Aqib Talib, Anthony Collins, Joe Mortensen, Dexton Fields, Ryan Cantrell, Russell Brorsen and Chris Harris (who started most of this season as a freshman defensive back) are a few of the two-star recruits that Mangino rode to the Orange Bowl. There are more.
When Bill Parcels left the New England Patriots for the New York Jets in 1997, he cited a lack of control over personnel decisions, famously saying, “If they want you to cook the dinner, at least they ought to let you shop for some of the groceries.” Working at the University of Kansas, Mangino has never had great facilities or program prestige to sell to elite prospects, but he does have full control over his personnel. As such, nobody in the nation is better at filling their shopping cart full of Salisbury steak and still serving filet mignon.
This year will probably be the highest ranked class Mangino has ever pulled in. As of Tuesday afternoon, Rivals.com had it rated as the 36th best in the nation. There are no one- or two-star recruits amongst the 20 Jayhawk commitments listed on Rivals. Instead, the class has 18 three-stars and two four-stars.
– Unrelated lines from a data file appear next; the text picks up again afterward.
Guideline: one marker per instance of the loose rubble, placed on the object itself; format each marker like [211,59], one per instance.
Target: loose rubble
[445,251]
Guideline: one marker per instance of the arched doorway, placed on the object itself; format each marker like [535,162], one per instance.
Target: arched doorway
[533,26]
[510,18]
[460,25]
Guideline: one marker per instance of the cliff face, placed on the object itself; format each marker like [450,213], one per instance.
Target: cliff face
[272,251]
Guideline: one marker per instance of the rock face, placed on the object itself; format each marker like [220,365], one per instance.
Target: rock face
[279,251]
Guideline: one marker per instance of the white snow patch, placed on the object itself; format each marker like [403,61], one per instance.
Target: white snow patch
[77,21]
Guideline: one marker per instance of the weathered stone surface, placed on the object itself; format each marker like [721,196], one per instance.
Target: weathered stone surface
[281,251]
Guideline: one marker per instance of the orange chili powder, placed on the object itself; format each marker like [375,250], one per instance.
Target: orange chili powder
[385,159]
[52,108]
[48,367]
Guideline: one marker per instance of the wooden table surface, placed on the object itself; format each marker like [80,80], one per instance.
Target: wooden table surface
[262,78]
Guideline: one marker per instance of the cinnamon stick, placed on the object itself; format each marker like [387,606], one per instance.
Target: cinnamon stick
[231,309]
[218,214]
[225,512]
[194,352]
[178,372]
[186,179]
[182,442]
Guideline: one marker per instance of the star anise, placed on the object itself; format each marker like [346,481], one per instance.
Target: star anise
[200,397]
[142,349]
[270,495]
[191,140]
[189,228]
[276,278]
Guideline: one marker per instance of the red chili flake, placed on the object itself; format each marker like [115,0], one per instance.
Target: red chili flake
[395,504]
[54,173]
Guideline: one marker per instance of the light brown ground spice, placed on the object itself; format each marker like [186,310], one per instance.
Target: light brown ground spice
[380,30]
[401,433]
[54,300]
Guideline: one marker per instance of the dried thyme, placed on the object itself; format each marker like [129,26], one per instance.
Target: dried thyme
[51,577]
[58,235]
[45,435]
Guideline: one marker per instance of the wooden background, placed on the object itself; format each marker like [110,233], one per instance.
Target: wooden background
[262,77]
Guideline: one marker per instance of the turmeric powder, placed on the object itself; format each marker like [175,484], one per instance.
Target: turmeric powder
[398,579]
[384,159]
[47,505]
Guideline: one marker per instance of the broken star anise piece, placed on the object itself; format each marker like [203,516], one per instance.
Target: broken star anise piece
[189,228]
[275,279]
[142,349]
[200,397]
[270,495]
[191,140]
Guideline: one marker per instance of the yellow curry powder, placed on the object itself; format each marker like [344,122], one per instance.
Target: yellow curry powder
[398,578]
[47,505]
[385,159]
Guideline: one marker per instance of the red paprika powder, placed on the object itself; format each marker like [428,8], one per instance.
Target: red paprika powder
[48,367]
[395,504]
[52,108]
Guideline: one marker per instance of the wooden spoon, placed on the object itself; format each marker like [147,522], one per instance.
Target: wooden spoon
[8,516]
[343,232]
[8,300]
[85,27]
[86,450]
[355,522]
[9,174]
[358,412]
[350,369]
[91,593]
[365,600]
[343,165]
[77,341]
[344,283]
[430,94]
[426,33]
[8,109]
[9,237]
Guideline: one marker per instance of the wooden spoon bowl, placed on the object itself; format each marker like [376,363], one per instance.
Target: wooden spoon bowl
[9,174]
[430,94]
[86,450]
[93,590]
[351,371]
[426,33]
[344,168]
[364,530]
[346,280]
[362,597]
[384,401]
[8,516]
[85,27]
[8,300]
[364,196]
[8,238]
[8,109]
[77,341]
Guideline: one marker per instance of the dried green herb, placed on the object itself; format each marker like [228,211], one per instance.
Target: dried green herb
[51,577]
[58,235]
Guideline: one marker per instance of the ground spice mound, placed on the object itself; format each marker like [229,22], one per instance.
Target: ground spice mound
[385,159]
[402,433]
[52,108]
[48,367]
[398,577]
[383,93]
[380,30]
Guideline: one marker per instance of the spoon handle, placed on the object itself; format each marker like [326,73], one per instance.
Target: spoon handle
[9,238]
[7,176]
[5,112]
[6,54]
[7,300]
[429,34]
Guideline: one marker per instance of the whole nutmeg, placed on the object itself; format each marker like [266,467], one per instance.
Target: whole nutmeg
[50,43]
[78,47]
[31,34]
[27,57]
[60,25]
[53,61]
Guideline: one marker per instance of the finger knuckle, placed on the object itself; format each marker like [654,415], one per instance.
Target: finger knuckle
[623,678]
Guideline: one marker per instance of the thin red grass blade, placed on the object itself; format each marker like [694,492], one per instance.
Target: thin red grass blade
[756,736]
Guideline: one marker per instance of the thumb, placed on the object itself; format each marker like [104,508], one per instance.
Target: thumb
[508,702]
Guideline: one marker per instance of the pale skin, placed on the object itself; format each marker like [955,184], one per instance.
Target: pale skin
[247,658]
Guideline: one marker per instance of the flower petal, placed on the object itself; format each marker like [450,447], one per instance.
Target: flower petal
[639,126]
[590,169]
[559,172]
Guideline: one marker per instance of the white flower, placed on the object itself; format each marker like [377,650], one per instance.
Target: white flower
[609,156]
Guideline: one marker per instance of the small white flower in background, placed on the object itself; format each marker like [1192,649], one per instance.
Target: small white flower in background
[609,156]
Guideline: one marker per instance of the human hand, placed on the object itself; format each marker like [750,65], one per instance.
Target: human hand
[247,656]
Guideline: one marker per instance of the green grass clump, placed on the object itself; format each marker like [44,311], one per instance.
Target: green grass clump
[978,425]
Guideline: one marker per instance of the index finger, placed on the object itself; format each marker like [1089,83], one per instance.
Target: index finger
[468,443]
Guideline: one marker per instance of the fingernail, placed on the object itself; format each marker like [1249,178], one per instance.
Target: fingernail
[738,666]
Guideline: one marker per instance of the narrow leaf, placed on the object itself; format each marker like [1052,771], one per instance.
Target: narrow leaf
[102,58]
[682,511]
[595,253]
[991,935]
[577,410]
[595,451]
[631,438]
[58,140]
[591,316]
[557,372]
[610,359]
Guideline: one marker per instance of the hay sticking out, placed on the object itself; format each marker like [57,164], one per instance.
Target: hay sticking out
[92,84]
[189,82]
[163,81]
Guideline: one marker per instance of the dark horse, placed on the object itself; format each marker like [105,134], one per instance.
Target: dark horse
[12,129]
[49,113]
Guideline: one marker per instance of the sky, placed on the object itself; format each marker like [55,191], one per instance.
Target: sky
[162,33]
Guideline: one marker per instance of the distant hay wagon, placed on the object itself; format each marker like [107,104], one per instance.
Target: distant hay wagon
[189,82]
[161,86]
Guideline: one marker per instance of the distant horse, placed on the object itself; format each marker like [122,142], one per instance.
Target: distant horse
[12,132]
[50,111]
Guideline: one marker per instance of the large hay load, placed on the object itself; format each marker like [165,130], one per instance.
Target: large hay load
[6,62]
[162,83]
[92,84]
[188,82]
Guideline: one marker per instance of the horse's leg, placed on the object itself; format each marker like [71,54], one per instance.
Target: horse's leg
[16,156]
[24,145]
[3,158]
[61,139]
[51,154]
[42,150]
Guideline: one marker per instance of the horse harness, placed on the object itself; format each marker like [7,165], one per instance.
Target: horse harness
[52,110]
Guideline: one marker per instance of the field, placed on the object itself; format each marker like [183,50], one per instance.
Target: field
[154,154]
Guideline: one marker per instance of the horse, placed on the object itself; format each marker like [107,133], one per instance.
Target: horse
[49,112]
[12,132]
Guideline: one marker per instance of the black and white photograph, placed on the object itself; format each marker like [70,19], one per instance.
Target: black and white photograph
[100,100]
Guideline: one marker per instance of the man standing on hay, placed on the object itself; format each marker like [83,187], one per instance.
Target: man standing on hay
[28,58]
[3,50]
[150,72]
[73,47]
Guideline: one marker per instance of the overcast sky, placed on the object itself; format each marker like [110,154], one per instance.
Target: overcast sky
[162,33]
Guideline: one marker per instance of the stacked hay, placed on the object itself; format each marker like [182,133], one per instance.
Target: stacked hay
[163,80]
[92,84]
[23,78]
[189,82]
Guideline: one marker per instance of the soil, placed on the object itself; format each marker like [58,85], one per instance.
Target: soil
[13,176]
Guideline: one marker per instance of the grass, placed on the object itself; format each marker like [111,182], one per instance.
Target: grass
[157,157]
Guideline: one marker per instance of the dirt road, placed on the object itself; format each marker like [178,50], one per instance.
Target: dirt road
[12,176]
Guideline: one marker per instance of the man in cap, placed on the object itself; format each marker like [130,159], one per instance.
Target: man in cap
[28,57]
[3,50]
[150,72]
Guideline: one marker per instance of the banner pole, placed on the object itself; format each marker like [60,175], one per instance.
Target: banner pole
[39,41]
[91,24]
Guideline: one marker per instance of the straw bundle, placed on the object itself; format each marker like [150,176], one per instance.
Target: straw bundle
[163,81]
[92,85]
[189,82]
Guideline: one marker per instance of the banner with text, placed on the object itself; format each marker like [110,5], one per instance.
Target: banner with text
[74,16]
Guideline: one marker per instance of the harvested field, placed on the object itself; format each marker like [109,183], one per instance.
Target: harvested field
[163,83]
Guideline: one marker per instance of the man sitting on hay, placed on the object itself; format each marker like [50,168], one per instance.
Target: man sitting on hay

Don’t fret. Mangino hasn’t changed his stripes with success. My guess is the higher ranked class is due to two factors:
1. The Jayhawk coaching staff can now compete against schools like Arkansas and Texas A&M for recruits instead of merely picking from their leftovers. An Orange Bowl will do that.
2. I truly believe that these Web sites are giving Mangino a high level of respect. It is well known that Web sites often boost a player’s rating based on who is interested in him. That is the reason that Florida State had an incredible run of high recruiting classes when these Web sites came to prominence. The thinking went like this: if Florida State, a school that can choose from across the country what athletes they want, shows interest in a player, that must mean that player is good. This unfairly inflated recruiting rankings of several prestigious schools. Now we have a corollary. Guys like Mark Mangino and Wake Forest’s Jim Grobe have proven they can win without four- and five-star recruits. This must mean one of two things: either these two guys are among the very best evaluators in the country or they are among the very best developers in the country. And the truth of the matter is that they are probably both.
That means that if Mangino shows interest in a guy that the Texas Longhorns bypassed, it is now less an indictment on the prospect than it is of the program. This player might have been a two-star recruit a few years ago, but now he is a three-star. This is precisely the reason that the Top 10 ranked recruiting classes today will not mirror the Top 10 final rankings in four years and why you shouldn’t lament Mangino’s failings as a recruiter. Have some faith.